The insurer’s right of subrogation is equitable in nature, even if not based in contract. However, since the insurer steps into the shoes of its insured and is limited to the rights of its insured, an integral part of the investigation process is determining what rights the insured has. Whether or not the insured can settle with the tortfeasor and that whether the settlement would also apply to the subrogated carrier is a question the Supreme Court of New York, a trial court, recently addressed.
In Utica First Ins. Co. v. Homeport I LLC, et al., No. 150448/2022, 2023 N.Y. Misc. LEXIS 3087 (N.Y. Sup. Ct.), the plaintiff insurance carrier’s insured, SI Waterfront Management Inc. (SI Waterfront), owned and operated a restaurant called Wynwood at 24 Navy Pier Court in Staten Island, New York. The owner of the property was Homeport I LLC (Homeport). Significant construction work pertaining to plumbing and draining lines at the property was done by Ironstate Holdings, LLC (Ironstate), the plumbing portion of which was conducted by subcontractor Claire Construction Corp. (Claire). As a result of the construction work, on June 8, 2021, SI Waterfront allegedly sustained property damage from flooding.
Utica First Insurance Company (Utica First) began making payments to SI Waterfront for the loss with an advance of $50,000 on July 21, 2021. It made several more payments to the insured, with the last two coming on March 31, 2022. On September 20, 2021, SI Waterfront allegedly entered into a settlement with Homeport.
Utica First filed suit on January 12, 2022, against numerous defendants, including Homeport, Ironstate and Claire. Claire filed a pre-answer motion for summary judgment/motion to dismiss based, in part, on its contention that the plaintiff could not recover from Homeport due to the settlement and, thus, also could not recover from Homeport’s subcontractor, Claire.
The plaintiff opposed the motion on several grounds, including that both it and Homeport’s insurers were not parties to the settlement. The plaintiff also noted that it placed Homeport on notice of its intent to subrogate on June 24, 2021, well before the settlement.
The court ultimately dismissed Claire’s motion. The court noted that the sworn proof of loss by the insured that accompanied the initial advance stated that the insured could not release subrogation rights. Additionally, the court focused on the fact that the plaintiff carrier sent a notice letter with specific information regarding the potential claims and damage to both Homeport and Ironstate.

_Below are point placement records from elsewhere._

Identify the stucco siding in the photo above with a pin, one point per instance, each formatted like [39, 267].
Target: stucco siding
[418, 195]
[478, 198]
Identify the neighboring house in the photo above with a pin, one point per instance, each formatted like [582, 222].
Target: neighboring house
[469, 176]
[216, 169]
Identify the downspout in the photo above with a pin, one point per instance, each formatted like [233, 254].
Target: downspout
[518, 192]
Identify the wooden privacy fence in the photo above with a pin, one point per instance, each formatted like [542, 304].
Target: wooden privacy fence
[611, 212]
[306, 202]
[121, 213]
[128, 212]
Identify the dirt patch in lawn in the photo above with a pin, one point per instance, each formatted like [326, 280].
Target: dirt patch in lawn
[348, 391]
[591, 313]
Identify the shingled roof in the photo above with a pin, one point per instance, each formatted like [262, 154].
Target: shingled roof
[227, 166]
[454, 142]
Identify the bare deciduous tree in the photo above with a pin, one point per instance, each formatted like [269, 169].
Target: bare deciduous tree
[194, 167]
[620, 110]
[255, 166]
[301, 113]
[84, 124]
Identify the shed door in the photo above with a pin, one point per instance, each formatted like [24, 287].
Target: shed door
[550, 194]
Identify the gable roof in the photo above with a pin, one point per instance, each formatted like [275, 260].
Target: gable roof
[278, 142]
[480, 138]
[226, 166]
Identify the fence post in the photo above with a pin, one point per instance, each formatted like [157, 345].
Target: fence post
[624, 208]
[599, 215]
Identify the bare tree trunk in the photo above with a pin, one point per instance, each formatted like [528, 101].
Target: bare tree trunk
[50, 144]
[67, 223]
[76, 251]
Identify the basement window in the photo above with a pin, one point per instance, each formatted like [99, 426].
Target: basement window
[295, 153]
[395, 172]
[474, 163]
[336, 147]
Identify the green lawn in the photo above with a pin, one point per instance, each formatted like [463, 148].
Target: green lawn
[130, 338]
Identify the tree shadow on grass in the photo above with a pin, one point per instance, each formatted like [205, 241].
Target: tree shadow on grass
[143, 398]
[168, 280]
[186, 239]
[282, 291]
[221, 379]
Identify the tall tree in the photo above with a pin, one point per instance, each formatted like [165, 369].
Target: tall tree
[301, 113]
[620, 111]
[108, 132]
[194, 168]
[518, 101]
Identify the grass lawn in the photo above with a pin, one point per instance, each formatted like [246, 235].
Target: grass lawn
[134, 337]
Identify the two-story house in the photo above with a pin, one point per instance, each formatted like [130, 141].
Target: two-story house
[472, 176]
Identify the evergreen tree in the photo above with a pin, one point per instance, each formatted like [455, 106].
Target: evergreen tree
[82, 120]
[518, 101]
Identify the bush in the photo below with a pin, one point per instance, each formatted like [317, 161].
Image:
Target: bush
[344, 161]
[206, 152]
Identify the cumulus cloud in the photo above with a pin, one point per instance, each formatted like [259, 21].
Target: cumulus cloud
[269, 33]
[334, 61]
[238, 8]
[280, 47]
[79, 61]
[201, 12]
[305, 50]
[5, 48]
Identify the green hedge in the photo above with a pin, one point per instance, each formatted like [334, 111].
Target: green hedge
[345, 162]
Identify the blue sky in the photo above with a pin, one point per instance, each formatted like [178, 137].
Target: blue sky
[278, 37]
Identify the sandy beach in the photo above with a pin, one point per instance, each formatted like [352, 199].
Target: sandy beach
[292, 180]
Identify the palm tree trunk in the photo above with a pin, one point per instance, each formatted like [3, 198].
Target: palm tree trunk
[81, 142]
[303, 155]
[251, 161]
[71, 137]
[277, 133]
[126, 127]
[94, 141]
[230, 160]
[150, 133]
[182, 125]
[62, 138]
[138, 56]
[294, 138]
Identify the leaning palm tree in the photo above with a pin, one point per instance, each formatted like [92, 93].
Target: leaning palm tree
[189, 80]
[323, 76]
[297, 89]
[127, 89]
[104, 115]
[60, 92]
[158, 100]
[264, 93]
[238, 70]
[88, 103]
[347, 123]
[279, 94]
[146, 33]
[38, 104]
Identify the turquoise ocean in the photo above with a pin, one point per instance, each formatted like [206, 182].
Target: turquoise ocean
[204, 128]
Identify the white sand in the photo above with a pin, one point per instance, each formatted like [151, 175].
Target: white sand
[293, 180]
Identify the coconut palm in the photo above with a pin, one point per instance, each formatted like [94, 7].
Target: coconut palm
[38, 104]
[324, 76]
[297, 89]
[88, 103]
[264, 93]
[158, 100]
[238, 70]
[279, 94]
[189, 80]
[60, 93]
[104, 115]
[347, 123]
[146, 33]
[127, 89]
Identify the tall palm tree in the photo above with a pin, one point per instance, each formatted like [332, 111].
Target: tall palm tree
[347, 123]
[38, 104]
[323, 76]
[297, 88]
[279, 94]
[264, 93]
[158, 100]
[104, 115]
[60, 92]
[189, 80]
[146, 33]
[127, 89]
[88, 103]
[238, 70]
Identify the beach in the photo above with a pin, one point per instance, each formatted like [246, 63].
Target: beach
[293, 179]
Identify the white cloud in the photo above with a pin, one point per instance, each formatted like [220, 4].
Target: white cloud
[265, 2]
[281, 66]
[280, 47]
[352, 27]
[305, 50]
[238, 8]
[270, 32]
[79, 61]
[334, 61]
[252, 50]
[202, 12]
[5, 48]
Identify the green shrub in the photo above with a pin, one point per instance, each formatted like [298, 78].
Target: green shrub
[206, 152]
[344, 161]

Still, although the court noted the importance of the notice letter sent by the plaintiff, it also said that this was not a determinative factor in its holding for the plaintiff. Instead, it held that the plaintiff had an equitable right of subrogation that “applies even if the tortfeasor does not have direct knowledge of an insurer’s right to subrogation but possesses information which would reasonably put the tortfeasor on notice of the insurer’s right.”
This case is important because it reinforces the subrogation rights of the carrier, even in the face of a rogue settlement by its insured and a tortfeasor. Although the court found this right to be independent of a specific notice requirement, it still stated that the adverse party had to have information that would reasonably lead the settling party to be on notice of potential subrogation rights. The easiest way to ensure this exists is to send out a notice letter. Thus, getting notice letters out early and including as much information as possible is key. Furthermore, since the court looked at when a payment was made as the starting point for the assumption of subrogation rights, encouraging carriers to make advances and/or early payments when a claim is clearly covered can also be helpful.